If Bridlington was in Cornwall then celebrity chef Rick Stein would have an expensive seafood restaurant on the quay, every TV presenter and his dog ever would do a series about it, Doc Martin would be filmed there and people would flock there in their thousands.
Actually, thank goodness that they don’t.
Here is an interesting fact…
The north-east coast through Yorkshire and County Durham has the largest fishing industry in England in terms of employment and quantity of sea food caught, landed and processed. At thirty-seven million tonnes in 2021 it just edged out Brixham in Devon and left Newlyn in Cornwall way behind. The coast has four major fishing ports, Grimsby, Hull, Hartlepool and Bridlington.

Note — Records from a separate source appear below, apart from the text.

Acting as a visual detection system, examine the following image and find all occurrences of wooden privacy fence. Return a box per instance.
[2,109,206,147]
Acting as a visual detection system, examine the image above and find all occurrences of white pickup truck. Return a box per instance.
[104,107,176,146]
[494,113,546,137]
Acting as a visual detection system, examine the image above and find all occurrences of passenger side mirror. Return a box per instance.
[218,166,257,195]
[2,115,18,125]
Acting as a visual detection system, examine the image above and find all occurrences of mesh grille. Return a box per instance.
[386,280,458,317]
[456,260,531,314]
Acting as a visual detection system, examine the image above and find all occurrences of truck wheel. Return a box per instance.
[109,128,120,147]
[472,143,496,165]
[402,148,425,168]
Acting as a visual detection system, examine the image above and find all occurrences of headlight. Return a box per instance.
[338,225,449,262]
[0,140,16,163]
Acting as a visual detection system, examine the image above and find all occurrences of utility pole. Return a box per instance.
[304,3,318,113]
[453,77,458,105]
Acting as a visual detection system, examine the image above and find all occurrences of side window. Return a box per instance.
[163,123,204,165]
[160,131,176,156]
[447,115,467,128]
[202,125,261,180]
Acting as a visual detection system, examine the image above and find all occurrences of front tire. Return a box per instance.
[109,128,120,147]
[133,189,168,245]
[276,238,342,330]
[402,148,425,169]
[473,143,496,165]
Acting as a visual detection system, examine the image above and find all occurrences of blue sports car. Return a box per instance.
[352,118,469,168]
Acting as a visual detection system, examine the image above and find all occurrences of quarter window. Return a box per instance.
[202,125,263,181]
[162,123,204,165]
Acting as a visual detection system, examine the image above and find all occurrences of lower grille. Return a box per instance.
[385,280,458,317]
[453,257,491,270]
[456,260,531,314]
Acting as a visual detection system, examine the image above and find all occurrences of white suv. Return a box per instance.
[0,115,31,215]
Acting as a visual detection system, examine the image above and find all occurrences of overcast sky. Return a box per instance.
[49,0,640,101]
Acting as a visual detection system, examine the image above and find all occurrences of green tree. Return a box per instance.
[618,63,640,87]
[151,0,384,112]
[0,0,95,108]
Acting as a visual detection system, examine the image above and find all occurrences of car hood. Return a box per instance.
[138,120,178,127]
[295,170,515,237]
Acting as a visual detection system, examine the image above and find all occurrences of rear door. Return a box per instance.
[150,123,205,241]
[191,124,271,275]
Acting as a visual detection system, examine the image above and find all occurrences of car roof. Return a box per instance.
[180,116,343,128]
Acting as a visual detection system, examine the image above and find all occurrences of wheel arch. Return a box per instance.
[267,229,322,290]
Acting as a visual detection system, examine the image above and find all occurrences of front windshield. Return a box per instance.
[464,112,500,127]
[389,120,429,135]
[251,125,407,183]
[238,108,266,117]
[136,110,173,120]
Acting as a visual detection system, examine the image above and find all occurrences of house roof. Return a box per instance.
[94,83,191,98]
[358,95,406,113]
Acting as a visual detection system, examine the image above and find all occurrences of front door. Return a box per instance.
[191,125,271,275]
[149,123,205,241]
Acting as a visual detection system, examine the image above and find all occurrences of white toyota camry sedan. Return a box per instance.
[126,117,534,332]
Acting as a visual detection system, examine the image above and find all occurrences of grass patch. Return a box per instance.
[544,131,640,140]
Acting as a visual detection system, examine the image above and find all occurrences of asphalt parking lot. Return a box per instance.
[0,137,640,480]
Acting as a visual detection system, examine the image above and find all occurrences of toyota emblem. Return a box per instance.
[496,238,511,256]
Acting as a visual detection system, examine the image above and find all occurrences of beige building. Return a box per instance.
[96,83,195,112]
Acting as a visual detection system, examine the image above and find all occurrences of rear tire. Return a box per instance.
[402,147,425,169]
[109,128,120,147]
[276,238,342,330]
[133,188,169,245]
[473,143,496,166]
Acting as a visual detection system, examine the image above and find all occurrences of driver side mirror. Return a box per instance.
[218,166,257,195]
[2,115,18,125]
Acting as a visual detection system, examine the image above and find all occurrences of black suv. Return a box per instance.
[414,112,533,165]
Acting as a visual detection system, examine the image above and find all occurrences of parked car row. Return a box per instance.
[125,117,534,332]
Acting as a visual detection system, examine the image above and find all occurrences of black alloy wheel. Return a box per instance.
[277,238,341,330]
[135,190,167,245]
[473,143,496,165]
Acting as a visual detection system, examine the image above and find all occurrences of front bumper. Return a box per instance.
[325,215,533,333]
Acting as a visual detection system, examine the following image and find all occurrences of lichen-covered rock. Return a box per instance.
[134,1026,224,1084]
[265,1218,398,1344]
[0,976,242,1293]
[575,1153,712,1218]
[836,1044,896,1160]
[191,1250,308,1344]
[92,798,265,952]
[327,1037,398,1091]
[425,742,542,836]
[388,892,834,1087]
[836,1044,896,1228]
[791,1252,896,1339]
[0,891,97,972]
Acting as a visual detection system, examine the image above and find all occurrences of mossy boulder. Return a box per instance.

Now, this might come as a surprise bit of information but Bridlington is the lobster capital of Europe, landing over three hundred tonnes of the North Sea crustacean every year. According to the Government’s Marine Management Organisation, lobster fetches the highest average price of all species landed by the UK fleet at over £10 per kilogram, they account for only two per cent of the weight of shellfish landings, but twelve per cent of the value. Which is why Bridlington, which lands almost no actual fish, is Yorkshire’s most lucrative fishing port.
The shellfish it lands is worth £7.2m more than all the fish and shellfish landed at Grimsby and Whitby combined, £4m of which is accounted for by lobster.
In the UK we don’t eat a lot of lobster except in high end restaurants and exclusive London clubs and most of it is exported to Europe.
People in Portugal eat more fish than any other in mainland Europe, fifty-seven kilograms per head per year which is like eating your way through an average sized cod or tuna, Norway is second, Spain third and then France and Finland.
In the UK we like to think of ourselves as fish eaters and we voted to leave Europe on the basis of getting our fishing fleets back but we only eat cod or haddock or anything else from the same genus ( hake, colin, pollack etc.) and on average we eat a miserly fifteen kilograms per person per year.
In mainland Europe, those who eat least fish are Albanians at only five kilograms followed by people from Serbia and North Macedonia and what is surprising is that none of these are really that far from the sea.
The most popular fish in the UK is cod and in the USA it is prawns (shrimp), Canada and in Australia it is salmon; in France it is sea bass and in Spain hake. The most popular Christmas Day meal in Australia is prawns (shrimp).
Throw another prawn on the Barbie there Bruce.
All of these obscure facts are worth jotting down and remembering if you are in a pub quiz team.
I will be going back to Bridlington again next month and I fully intend to find a restaurant selling Bridlington Bay Lobster. Apparently it is important to be careful if you want the real thing because as we export almost all of our lobster to Europe then the UK market depends on imports from Canada. What a crazy world we live in.
Today was rather windy, well, very windy actually so there weren’t many boats leaving the safety of the harbour and the boats were all safely moored up. A walk along the harbour wall brought us to a statue of a young woman, a Gansey girl.
A Gansey is a distinctive woollen sweater, originally designed to provide protection for fishermen from wind and water. They were traditionally made by fishermen’s wives using five ply wool (Kim tells me that is rather thick) and five needles (Kim tells me that is rather hard work). It was (is) a tight knit made in one piece with no seams so as to keep the weather out.
Each Gansey pattern was unique to the town or harbour where the men sailed from and in this way if there was an accident at sea and men were lost overboard then they could be identified by their Gansey. The patterns on the garment all relate to the sea, boats, nets, pots and fish and the tradition continues today.